In questo confronto con essa noi dobbiamo tenere presente che abbiamo a che fare non con un Impero territoriale, basato sulla forza militare ed economica, oltre che culturale e tecnologica, ma con una Potenza Planetaria che è una Chiesa, e quindi una potenza prima di tutto spirituale. Piaccia o no questa è una realtà.

Se consideriamo che l’ultimo attacco al territorio dell’Unione risale al 1812, quando la flotta inglese risalì il Potomac e bombardò aree vicine a Waschington, ben capiamo che gli attacchi dell’11 settembre non potevano non lasciare il segno. Ma le conseguenze sono ben diverse da quelle che comunemente si possono pensare.
 “L’effetto ed i danni materiali provocati dagli attentati dell’11 settembre sono stati, in realtà, minimi, ma hanno costituito occasione per la Presidenza Bush di definire una politica estera e, soprattutto, di cavalcare la mobilitazione patriottica dell’opinione pubblica statunitense per acquisire il necessario consenso per realizzare quello che era implicito nel suo programma, ma che non avrebbe potuto realizzare, se non si fossero verificati gli attacchi terroristici.”[1]

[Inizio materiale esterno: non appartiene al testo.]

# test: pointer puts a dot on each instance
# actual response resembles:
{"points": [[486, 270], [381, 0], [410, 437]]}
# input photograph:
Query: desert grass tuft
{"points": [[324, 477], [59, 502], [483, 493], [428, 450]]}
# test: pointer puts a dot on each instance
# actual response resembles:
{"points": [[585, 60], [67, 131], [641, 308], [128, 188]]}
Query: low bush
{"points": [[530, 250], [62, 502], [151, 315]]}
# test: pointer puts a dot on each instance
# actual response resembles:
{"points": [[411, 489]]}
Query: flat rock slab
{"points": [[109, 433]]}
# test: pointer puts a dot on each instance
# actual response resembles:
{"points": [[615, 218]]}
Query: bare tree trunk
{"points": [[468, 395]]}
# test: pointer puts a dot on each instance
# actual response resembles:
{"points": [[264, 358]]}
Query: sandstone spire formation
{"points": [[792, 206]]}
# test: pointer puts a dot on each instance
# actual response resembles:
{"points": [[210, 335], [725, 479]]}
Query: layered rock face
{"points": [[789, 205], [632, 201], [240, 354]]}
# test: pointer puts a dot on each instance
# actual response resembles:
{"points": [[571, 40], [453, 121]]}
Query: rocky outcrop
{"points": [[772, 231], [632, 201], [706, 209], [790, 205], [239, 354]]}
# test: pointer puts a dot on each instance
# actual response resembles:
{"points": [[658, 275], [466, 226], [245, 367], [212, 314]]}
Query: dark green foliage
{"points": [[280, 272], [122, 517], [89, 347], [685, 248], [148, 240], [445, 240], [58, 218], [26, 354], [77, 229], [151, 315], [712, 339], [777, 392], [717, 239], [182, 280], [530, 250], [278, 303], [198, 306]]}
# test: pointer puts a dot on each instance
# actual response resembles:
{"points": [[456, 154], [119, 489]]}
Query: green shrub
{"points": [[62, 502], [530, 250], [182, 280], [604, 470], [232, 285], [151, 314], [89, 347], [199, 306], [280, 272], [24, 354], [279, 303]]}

A parte il fatto che sembra una costante nel mondo politico statunitense queste grandi tragedie che si compiono in presenza di incredibili lacune, omissioni, casi fortuiti, fallimenti di mastodontici apparati nel campo dell’”intelligence”, della difesa aerea ecc. , che però permettono poi una politica che mai prima avrebbe avuto un consenso ( L’attacco giapponese alle Haway del 1941 sembra ricalcare nelle sue linee essenziali, in termini di “assurdità” quello alle Due Torri del 2001.) rimane il dato centrale che questi attacchi terroristici hanno dato la stura a questa “missione divina” nel mondo degli Usa. Una Presidenza che fino all’agosto del 2001 era presa poco sul serio un po’ da tutti, sia all’interno che all’estero, dal settembre 2001 si è ammantata di questo spirito messianico, ovvero il voler conseguire in tutto il mondo la libertà, la democrazia, il libero mercato generante la prosperità economica, la lotta ad ogni tipo di tirannia. Tutto intriso di spirito “ecclesiale”, religioso, in una costante atmosfera di crociata latente, come le crociate dei Papi di medioevale memoria, Gli Stati Uniti si propongono di raggiungere i loro obbiettivi con la persuasione, con pressioni di ogni tipo e natura e al limite con la forza , affinché il mondo possa godere della pace e della assenza di guerre e di povertà.
L’Europa assiste a tutto questo spesso, come noi, senza capire. Ma il tempo ormai è tale che è chiaro che “la guerra al terrorismo” e tutto quello che viene dietro e solo un apripista a questo spirito “ecclesiale” che gli Stati Uniti covano ed anno in “nuce” fin dalla loro costituzione e con cui occorre ben fare i conti se non si vuole essere spiazzati o emarginati, o peggio, essere o impotenti o incapaci di fare la propria parte nelle cose del mondo.


  


[1] Cfr. Jean C., La grande strategia americana, in Bulletin Europeén, Anno 57, settembre 2006 n. 676, Edizione Italiana. Da questo scritto sono state tratte considerazioni per la presente nota, come dal Seminario di Studi Strategici, della 57 Sessione del Centro Alti Studi per la Difesa e dal dibattito avuto a seguito della presentazione della National Security Strategy 2006. Si  vuole ricordare in questa circostanza il Contrammiraglio Silvano Cannaruto, partecipe a queste  vicende culturali, prematuramente scomparso.